A couple of days ago, I was approached by a small independent film company interested in turning Jekyll’s Daughter in to a movie, on the the big screen. Wow! A film. The cinema. WTF? That would be huge. I’m not allowed to say much… Just that we are in preliminary negotiations.
I can’t name names, producers, or the production company… not that I’d really ever heard of them before.
On their side, somebody called the story, Masterpiece Theatre Meets Classic Horror. Downton Abby meets Mr. Hyde….Really?
Thank god for public domain. And though I’m loathe to admit it, they’re probably right. I just never thought about that way when I first wrote the book. Argh— marketing!
I have my share of doubts. Not so much about the company’s legit-ness. They haven’t asked me for money! That’s a huge plus to me! And I’ve reminded them several times that I have no money to give. I checked them out the best I could and it seems like, that in one form or another, this particular production company, or it’s core members at least, have released several small budget movies. They have some film festival cred, a couple of awards, a straight to DVD movie and one that made it to the big screen. Hmm— I missed that one.
But I’m really wondering if they can pull this off. To my mind it will take at minimum, really good English actors; not Americans trying to pass, realistic, atmospheric settings for the year 1911, not to mention the period costumes, (OMG) and some special effects to pull this off. I’m thinking that’s one helluva budget already. They have given me assurances… kind of vague assurances right now… it’s not a whole lot to go on.

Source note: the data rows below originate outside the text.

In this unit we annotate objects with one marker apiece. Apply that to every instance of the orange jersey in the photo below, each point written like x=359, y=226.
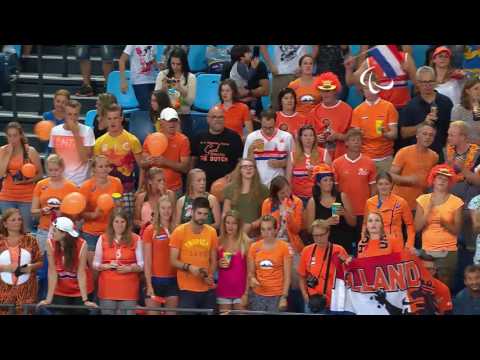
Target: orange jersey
x=302, y=182
x=434, y=236
x=269, y=267
x=307, y=96
x=372, y=248
x=91, y=192
x=178, y=147
x=294, y=220
x=399, y=95
x=354, y=179
x=67, y=280
x=338, y=117
x=195, y=249
x=15, y=192
x=236, y=116
x=317, y=266
x=412, y=162
x=113, y=285
x=373, y=120
x=395, y=212
x=290, y=123
x=44, y=192
x=443, y=298
x=161, y=266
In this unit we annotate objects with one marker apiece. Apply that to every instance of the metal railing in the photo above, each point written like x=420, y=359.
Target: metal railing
x=40, y=79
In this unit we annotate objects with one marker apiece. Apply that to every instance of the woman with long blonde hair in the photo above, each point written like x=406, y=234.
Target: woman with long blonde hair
x=246, y=194
x=232, y=291
x=196, y=187
x=160, y=275
x=154, y=188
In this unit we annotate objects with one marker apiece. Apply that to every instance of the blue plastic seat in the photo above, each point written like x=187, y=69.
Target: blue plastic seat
x=90, y=117
x=207, y=91
x=196, y=58
x=140, y=125
x=125, y=100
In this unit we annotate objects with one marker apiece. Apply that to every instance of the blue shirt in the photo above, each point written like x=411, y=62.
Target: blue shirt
x=465, y=304
x=49, y=116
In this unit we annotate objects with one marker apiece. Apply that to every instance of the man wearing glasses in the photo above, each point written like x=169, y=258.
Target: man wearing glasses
x=429, y=106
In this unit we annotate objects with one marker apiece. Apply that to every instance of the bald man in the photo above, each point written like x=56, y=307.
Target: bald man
x=217, y=150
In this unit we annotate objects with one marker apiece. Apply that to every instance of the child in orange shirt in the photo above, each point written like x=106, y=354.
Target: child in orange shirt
x=269, y=269
x=119, y=259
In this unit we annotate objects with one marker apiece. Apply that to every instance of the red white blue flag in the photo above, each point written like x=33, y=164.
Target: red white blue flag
x=389, y=59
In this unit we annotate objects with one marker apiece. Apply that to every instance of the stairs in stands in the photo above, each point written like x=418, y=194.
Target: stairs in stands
x=28, y=99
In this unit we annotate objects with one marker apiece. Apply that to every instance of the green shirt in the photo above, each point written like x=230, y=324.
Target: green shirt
x=249, y=207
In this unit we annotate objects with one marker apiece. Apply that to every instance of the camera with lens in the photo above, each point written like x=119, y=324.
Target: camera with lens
x=312, y=281
x=317, y=303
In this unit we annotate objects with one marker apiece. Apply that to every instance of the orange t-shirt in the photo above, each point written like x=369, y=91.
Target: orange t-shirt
x=178, y=147
x=15, y=192
x=113, y=285
x=371, y=118
x=394, y=211
x=45, y=192
x=236, y=116
x=372, y=248
x=307, y=96
x=317, y=266
x=269, y=267
x=194, y=249
x=290, y=123
x=442, y=295
x=91, y=193
x=302, y=182
x=411, y=162
x=434, y=236
x=161, y=266
x=338, y=117
x=354, y=178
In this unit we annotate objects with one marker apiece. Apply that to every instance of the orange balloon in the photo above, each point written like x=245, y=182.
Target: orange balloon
x=217, y=188
x=157, y=144
x=73, y=204
x=28, y=170
x=43, y=129
x=105, y=202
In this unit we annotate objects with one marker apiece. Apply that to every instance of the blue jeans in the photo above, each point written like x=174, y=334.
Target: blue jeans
x=24, y=210
x=143, y=92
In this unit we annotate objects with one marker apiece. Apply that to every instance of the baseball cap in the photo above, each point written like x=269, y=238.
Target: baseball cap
x=168, y=114
x=441, y=49
x=65, y=224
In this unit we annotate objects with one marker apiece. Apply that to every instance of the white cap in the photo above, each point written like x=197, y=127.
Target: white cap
x=168, y=114
x=66, y=225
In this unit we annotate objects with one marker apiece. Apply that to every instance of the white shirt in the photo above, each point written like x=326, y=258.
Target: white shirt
x=142, y=70
x=278, y=147
x=64, y=144
x=286, y=57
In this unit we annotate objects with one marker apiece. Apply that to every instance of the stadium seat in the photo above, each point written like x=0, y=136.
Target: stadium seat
x=196, y=58
x=207, y=92
x=127, y=100
x=140, y=125
x=355, y=98
x=90, y=117
x=266, y=100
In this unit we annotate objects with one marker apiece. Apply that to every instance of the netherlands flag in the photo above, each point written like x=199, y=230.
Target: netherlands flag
x=389, y=59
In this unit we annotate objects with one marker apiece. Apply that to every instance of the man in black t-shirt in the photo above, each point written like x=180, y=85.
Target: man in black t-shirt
x=217, y=150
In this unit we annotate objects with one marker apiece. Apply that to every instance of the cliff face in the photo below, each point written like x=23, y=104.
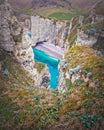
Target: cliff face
x=6, y=39
x=49, y=30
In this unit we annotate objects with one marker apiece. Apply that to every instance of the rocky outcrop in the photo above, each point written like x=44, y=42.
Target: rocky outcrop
x=84, y=39
x=6, y=39
x=49, y=30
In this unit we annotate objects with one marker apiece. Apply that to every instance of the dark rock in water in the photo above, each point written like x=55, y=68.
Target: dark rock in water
x=6, y=72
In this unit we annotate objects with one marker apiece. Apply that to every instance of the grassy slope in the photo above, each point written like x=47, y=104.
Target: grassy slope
x=80, y=107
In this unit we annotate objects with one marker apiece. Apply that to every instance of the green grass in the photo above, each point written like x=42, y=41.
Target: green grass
x=36, y=109
x=39, y=66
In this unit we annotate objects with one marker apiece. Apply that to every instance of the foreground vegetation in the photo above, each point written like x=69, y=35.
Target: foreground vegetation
x=24, y=106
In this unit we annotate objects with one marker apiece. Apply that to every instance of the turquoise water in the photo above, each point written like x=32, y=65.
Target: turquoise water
x=52, y=64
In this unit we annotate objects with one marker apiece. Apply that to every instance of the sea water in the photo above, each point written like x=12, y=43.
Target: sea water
x=52, y=64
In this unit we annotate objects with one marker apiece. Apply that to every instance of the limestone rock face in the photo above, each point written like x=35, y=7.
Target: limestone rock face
x=6, y=39
x=44, y=29
x=85, y=40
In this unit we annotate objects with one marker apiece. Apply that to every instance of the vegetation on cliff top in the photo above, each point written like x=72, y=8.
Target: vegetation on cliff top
x=23, y=106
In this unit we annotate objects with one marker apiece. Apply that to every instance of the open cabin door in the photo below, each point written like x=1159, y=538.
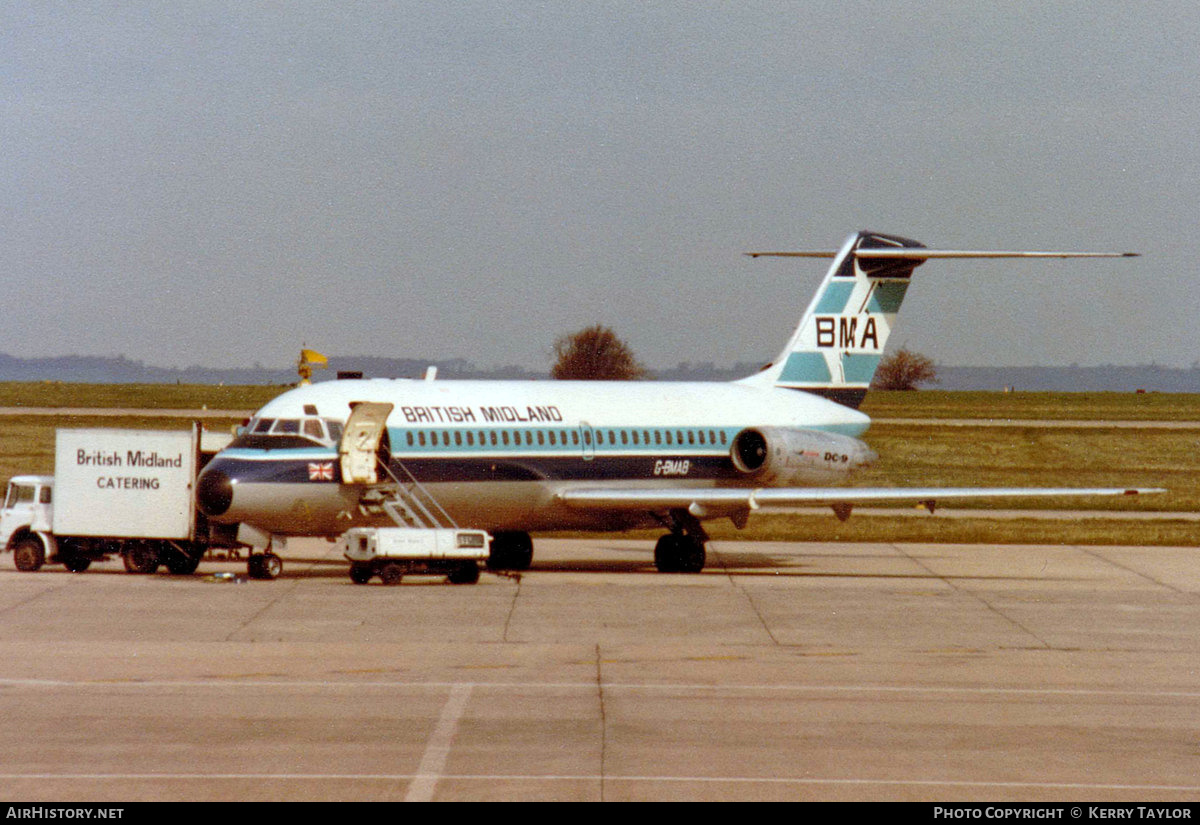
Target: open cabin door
x=360, y=443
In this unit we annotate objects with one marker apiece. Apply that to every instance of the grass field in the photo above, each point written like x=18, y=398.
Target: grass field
x=910, y=455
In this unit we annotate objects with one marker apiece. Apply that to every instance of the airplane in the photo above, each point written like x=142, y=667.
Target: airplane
x=514, y=457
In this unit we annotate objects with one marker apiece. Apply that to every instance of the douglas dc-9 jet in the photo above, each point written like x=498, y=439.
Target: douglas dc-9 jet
x=514, y=457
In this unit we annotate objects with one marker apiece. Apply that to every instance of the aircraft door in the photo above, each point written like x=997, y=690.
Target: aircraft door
x=359, y=446
x=587, y=440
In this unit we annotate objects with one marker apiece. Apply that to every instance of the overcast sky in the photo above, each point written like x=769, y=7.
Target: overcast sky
x=220, y=182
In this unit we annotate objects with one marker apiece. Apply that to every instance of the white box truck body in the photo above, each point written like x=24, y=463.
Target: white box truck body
x=114, y=492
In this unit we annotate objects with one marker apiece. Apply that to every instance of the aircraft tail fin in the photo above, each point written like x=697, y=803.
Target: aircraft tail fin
x=840, y=338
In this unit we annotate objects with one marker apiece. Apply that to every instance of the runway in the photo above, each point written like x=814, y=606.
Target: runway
x=783, y=672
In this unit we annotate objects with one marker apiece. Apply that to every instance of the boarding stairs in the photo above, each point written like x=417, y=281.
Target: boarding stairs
x=405, y=500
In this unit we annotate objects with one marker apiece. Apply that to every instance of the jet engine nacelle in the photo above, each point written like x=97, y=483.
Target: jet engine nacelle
x=779, y=456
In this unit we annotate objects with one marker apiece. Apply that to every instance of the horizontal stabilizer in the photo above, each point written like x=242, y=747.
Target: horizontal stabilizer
x=919, y=253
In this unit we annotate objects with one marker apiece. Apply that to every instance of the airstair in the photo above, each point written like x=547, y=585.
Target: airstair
x=407, y=501
x=402, y=498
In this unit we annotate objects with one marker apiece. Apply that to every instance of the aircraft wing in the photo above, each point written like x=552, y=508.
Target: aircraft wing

Also, this is a labor of love. No pay, just a share of profits after release with royalties beyond that… And an explicit— though my lawyer hasn’t read it yet— contract that absolves me of any production debt, or marketing debt should the project fall flat. That makes me happy!
Also on the plus side, my creative vision remains in tact. Whatever that means. Aside from a few suggested rewrites, I would have creative control over the project and I would be credited. My big concern was about showing the character unfolding ambiguously (spoiler alert). Was Henri in the throes of a huge delusion? Or is this really happening? They seemed to like the idea of using mirrors to tell that part of the story visually.
Any feedback would be greatly appreciated!